As I wait to meet the protagonist, the one who went on an ambitious solo ride across the country, covering 16 States in 110 days—on the bustling MG Road, in Bengaluru, I wonder if India is really a safe country for solo women travellers. It was to answer that very question, 37-year-old Esha Gupta took on the huge responsibility of proving how India is safe for women, and made her way to the most unusual places.
Discovering the hippie
Esha hails from Lucknow, though her roots also run through Kerala, where her mother hails from. Right after her education, Esha joined the Oberoi Group and then worked for a multinational firm for a while. She then wanted to take a sabbatical from the usual chaos and chose to travel. With the help of a few friends around, she taught herself to ride a bike and she was very soon a proud owner of ‘Mickey’, her Bajaj Avenger. In 2012 she flagged off her newfound love, the one that brought Esha the much-awaited solace and identity.
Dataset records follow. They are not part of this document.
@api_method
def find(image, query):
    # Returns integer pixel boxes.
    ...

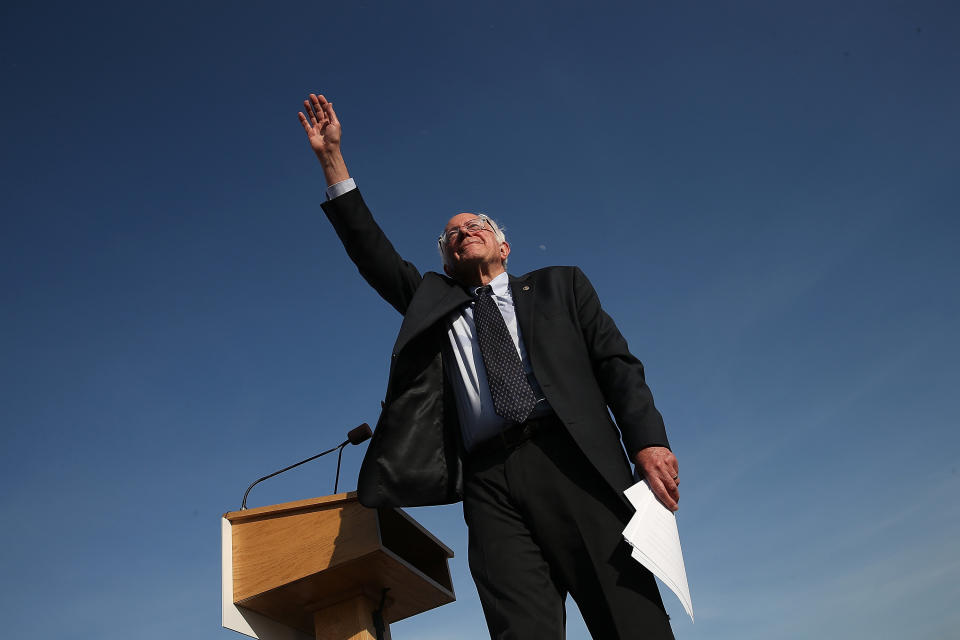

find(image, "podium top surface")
[223,491,454,558]
[223,491,358,523]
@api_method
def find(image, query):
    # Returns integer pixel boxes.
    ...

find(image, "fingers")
[635,447,680,511]
[647,477,680,511]
[323,102,340,127]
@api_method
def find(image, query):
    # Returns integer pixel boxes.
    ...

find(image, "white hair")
[437,213,507,269]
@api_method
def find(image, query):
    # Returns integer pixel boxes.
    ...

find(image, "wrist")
[317,148,350,186]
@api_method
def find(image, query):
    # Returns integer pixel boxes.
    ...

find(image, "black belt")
[470,413,562,456]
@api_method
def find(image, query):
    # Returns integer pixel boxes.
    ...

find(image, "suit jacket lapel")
[510,276,536,357]
[393,271,470,353]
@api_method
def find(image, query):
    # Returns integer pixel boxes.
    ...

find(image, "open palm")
[297,93,340,156]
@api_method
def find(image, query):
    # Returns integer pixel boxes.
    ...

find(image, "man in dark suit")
[299,94,679,640]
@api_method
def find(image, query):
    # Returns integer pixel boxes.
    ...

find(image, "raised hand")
[297,93,350,184]
[297,93,340,156]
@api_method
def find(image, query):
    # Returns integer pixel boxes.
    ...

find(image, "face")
[443,213,510,275]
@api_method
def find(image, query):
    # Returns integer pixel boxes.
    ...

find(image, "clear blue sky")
[0,0,960,640]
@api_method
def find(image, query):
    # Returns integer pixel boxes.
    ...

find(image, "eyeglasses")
[437,214,493,247]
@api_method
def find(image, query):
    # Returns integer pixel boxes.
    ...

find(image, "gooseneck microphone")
[240,422,373,511]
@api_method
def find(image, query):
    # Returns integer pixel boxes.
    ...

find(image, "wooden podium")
[222,492,456,640]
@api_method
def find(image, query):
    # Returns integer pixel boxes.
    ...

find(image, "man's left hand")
[634,447,680,511]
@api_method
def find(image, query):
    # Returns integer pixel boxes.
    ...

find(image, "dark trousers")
[463,423,673,640]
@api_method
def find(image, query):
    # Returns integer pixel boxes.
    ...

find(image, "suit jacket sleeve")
[321,189,423,314]
[573,268,670,461]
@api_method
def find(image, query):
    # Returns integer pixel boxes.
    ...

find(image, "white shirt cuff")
[327,178,357,200]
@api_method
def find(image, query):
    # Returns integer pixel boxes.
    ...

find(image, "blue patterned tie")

Though her journey has stood out in the biker community, her latest stint to earn the tag of ‘Longest journey on motorcycle in a single country by a female motorist’, has gained her a much desired identity. That’s not it. Esha raised the bar when she chose to challenge the stereotypes women travellers and backpackers internalize on how India is an unsafe country for women. She says,
I want to send a message out there to all who say India is an unsafe country for women, that it’s definitely not so. Having travelled alone extensively, I negate that line with my full will. That doesn’t mean I am challenging the miscreants. It just means that we, as a country, are concentrating so much on the negativity that we have forgotten that we are surrounded majorly by positive and good people around us and my solo ride is meant to shift people’s focus to the positivity and strength amongst our countrymen.
Paving her own way
This journey started on January 26, 2016 from Bengaluru. Esha fought against all the odds for the next 30,000km and returned on May 14, 2016. During this journey, she covered 16 States including Tamil Nadu, Kerala, Karnataka, Seemasandra, Telangana, Orissa, West Bengal, Bihar, Jharkhand, Chattisgarh, Maharashtra, Gujarat, Rajasthan, Madhya Pradesh, Uttarakhand and Uttar Pradesh. She used her love for photography to capture snapshots of her trip around the country. Her journey was supported by Throttle; a community for avid bikers, OSS GPS Tracking Solutions, Indian Oil, BAC (Bajaj Avenger Club) and Flipcarbon.
Nuggets of wisdom
Esha believes that nothing teaches one more than travelling. Sharing instances from her repository, she recollects how at her pitstop in Madurai, Tamil Nadu, a local family slept on the floor just to make her feel at home since the household had only one bed. In another instance, at Orissa, the State was enjoying the initial showers for the season, and the bike’s speedometer wire got disconnected on the slushy roads. The journey got trickier from there and Esha lost her mobile connectivity and had no access to the routes. She finally stumbled upon a hotel that was closing, but looking at Esha and learning of her journey, the hotel staff took her in and offered her their food.
All through her journey, Esha’s faith in people and their reactions towards a solo traveller had grown stronger with every ride. From welcoming a stranger into their homes to sharing their food and clothing. From applauding you when you make it to the headlines to sympathising when you fail, there are different types of people. The ones that slap and clap at a drop of a hat, but all that has kept Esha going is the initial drive to challenge societal perceptions.
If you have to prove anything wrong, first fight the fear of being proven wrong. Pick your strength and work towards the goal. Fear of failure will never take you anywhere, Esha quips.
The fact that media tends to shine the spotlight primarily on negative instances has diminished its global stature as a safe country for women.
India has seen other women motorists like Roshni Sharma and Veenu Paliwal challenging stereotypes. The former was the first woman rider through Kashmir to Kanyakumari, at a distance of 5,453km, and the latter was on the last lag of her 10,000-km journey, when she met with a fatal accident.
When someone said a woman can play multiple roles, each better than the other, may be they meant this. Esha is an inspiration to many women across the globe. Her intent to challenge her own comfort zone and to rise against all odds, for a bigger purpose, indeed creates an impact for a better tomorrow.